# Issue #111 — Home Assistant Companion App support (findings)

Status: **investigated, not implemented.** Notes for a future attempt.

## What already works

The companion app logs in with the same OAuth / IndieAuth flow as the web frontend,
and we already implement it:

- `GET /auth/authorize` — login page + authorization code
- `POST /auth/token` — `grant_type=authorization_code` and `grant_type=refresh_token`

After login the app uses the **same WebSocket API** we already serve for the web UI
(`subscribe_entities`, `get_states`, `call_service`, `get_config`, …). So the dashboard
itself is, in principle, renderable.

## What blocks it: the `mobile_app` integration

Modern companion-app onboarding does **not** stop at login. Right after auth it registers
the device:

1. `POST /api/mobile_app/registrations` → must return `{ webhook_id, secret, cloudhook_url? }`.
   We do not implement this route, so onboarding **cannot complete** and the app never
   reaches the dashboard.
2. Everything app-side then flows through a per-device webhook
   `POST /api/webhook/<webhook_id>` with its own message envelope
   (`{ type, data, encrypted? }`). Message types include at least:
   `get_config`, `render_template`, `update_location`, `register_sensor`,
   `update_sensor_states`, `get_zones`, `update_registration`, `stream_camera`,
   `scan_tag`. Payloads may be encrypted with the registration `secret`
   (libsodium secretbox).

So a **minimum "view only"** target would need:
- `POST /api/mobile_app/registrations` (issue webhook id + secret, persist them)
- `POST /api/webhook/<id>` handling at least `get_config` (return our `_getConfig()`
  shape) and `render_template`, plus accept/ignore `register_sensor` /
  `update_sensor_states` / `update_location` so the app does not error out.
- Optional encryption support (secretbox) — newer apps default to encrypted webhooks.
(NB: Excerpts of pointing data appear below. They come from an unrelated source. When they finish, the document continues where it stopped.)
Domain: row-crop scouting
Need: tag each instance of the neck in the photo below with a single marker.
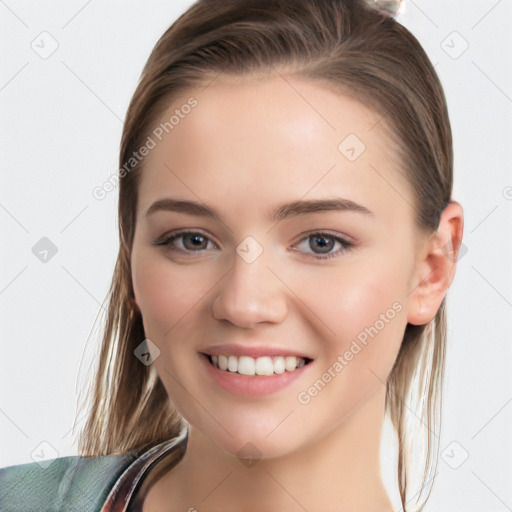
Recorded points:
(339, 471)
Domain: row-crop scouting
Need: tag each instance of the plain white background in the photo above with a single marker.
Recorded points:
(61, 123)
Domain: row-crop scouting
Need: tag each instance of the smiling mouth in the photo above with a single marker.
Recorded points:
(257, 366)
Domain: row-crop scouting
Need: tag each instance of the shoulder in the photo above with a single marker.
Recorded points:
(73, 483)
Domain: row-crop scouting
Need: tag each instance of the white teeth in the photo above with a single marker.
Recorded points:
(223, 362)
(266, 365)
(232, 364)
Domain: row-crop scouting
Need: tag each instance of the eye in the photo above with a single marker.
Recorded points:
(190, 241)
(325, 242)
(196, 242)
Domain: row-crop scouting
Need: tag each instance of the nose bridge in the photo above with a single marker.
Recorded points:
(250, 293)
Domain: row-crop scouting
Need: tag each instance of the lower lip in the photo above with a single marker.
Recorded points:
(252, 385)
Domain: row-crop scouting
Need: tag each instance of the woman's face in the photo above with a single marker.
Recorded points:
(259, 272)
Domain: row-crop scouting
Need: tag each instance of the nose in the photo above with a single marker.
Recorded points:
(250, 294)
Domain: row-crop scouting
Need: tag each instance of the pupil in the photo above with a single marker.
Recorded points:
(323, 246)
(195, 239)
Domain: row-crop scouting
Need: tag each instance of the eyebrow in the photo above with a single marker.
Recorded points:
(285, 211)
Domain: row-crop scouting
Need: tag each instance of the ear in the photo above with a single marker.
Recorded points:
(133, 303)
(436, 263)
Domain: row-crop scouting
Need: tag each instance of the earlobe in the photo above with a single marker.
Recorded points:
(436, 266)
(133, 304)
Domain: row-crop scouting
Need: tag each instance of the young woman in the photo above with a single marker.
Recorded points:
(287, 241)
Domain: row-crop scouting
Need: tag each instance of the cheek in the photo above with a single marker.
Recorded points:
(362, 309)
(164, 292)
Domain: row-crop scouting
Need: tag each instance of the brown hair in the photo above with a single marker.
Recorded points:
(347, 45)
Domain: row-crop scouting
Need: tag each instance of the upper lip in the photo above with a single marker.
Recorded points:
(252, 351)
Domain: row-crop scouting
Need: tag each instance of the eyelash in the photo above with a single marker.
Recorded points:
(346, 245)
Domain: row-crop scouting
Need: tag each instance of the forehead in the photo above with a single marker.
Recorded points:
(274, 138)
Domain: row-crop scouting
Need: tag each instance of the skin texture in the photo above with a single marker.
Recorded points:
(246, 148)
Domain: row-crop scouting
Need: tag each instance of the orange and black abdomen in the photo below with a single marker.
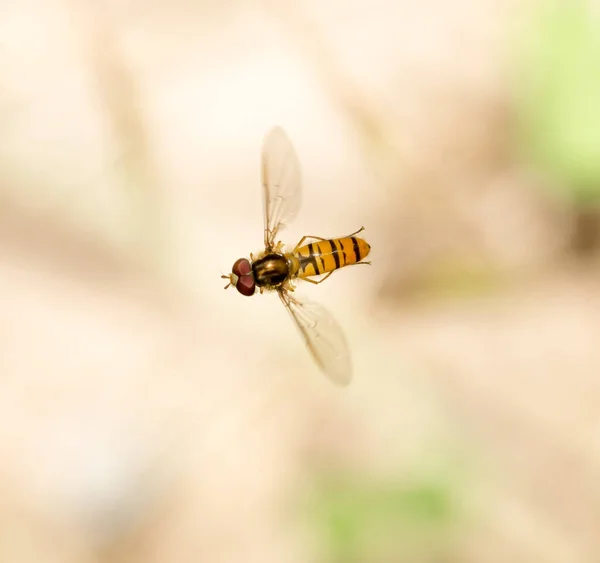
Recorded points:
(324, 256)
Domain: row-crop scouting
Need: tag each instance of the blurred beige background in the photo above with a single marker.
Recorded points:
(148, 415)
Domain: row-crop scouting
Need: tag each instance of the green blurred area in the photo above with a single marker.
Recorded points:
(558, 106)
(364, 519)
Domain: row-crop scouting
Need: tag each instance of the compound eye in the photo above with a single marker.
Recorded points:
(241, 267)
(246, 285)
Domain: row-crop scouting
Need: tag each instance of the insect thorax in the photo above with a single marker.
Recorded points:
(270, 270)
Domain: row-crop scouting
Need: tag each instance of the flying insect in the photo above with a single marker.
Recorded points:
(278, 269)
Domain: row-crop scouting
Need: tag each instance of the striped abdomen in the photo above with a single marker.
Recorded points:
(325, 256)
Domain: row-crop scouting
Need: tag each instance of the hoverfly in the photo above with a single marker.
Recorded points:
(276, 269)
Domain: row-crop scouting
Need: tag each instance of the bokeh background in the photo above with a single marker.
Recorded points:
(148, 415)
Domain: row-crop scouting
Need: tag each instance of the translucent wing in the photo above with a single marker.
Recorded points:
(282, 190)
(323, 336)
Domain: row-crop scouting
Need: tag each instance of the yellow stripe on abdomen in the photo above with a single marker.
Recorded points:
(324, 256)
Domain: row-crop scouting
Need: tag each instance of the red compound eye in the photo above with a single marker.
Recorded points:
(241, 267)
(246, 284)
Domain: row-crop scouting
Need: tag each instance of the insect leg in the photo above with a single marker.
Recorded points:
(321, 280)
(355, 233)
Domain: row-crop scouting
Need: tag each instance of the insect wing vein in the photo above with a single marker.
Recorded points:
(323, 337)
(282, 186)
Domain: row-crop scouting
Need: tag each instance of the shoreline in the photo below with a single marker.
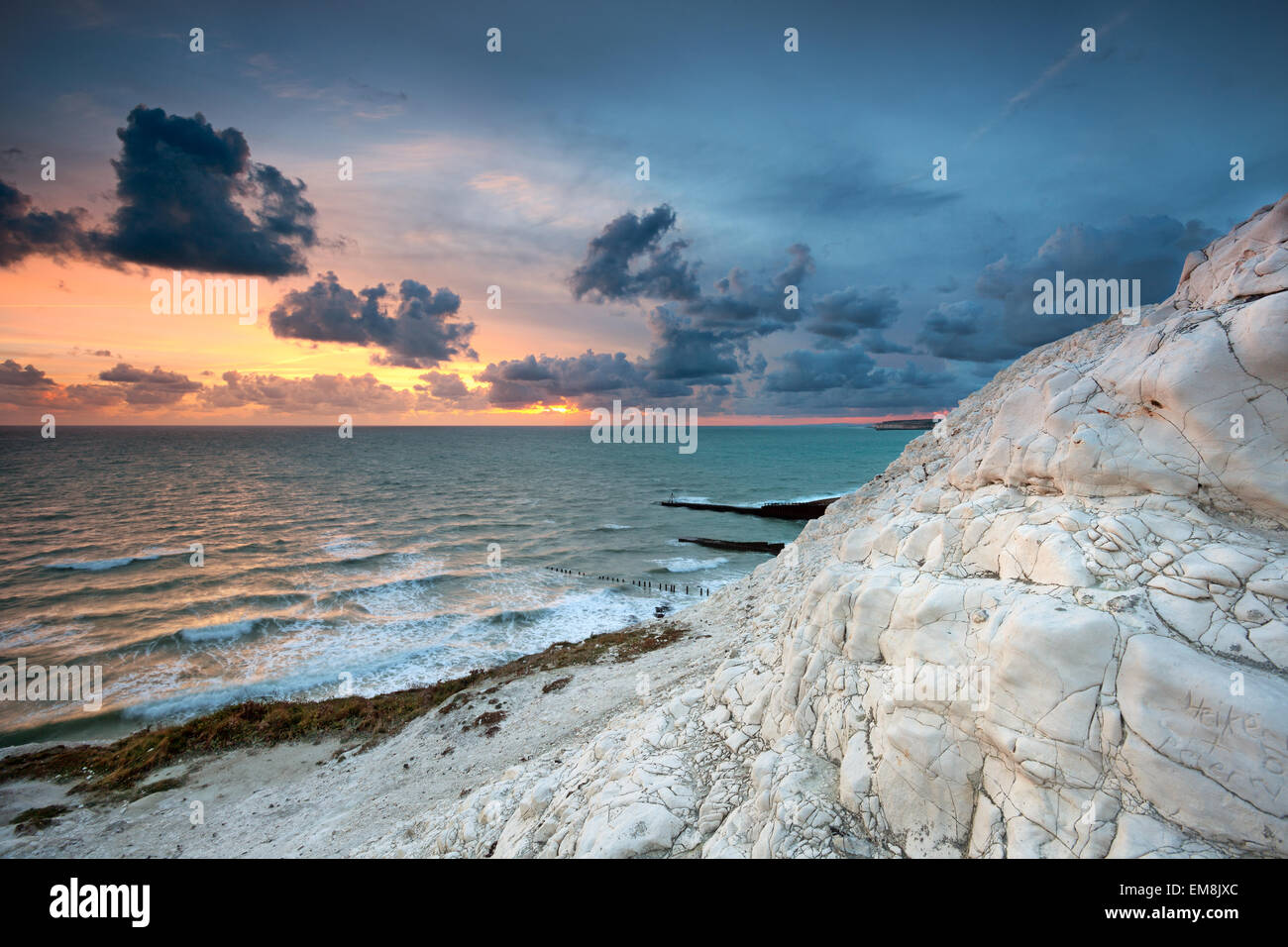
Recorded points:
(463, 731)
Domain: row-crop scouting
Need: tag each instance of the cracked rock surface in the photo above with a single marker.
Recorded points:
(1057, 626)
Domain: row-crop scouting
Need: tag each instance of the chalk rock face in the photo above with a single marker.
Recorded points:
(1056, 625)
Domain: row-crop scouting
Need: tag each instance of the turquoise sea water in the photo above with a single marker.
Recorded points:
(362, 560)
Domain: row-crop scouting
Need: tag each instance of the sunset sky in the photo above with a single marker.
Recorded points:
(518, 169)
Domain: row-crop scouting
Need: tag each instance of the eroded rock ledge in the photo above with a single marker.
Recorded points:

Effort: **medium**. Mostly REST plumbing reusing existing config/template code.

## Hard blocker: push notifications

Actionable / push notifications use HA's `mobile_app` push path: the app registers an
FCM (Android) / APNS (iOS) token, and notifications are delivered through HA's push proxy
(Nabu Casa cloud, or a self-hosted `mobile_app` push server / `html5`/`companion`
push component). There is **no way to emulate this** without that push infrastructure and
the Google/Apple credentials behind it. Sensors and device-location reporting are similarly
app→server only and have no equivalent on the ioBroker side.

## Verdict

- **Dashboard-in-app**: achievable with medium effort (registration + webhook stubs).
- **The reasons people actually want the app** (push notifications, phone sensors,
  presence/location): not feasible without HA's mobile_app push infrastructure.

Recommendation: keep #111 parked. Only pursue the registration + webhook path if
"view the dashboard inside the companion app" alone is judged worth the maintenance cost;
set expectations that notifications/sensors will not work.

## Pointers (current code)

- OAuth routes: `src/lib/server.ts` — `GET /auth/authorize` (~2038), `POST /auth/token`
  (~2145, `onAuth`).
- Config payload to reuse for webhook `get_config`: `_getConfig()`.
- `render_template` logic lives in the WS `render_template` branch / TemplateModule
  (on the frontend202605 branch) — would be reused by the webhook handler.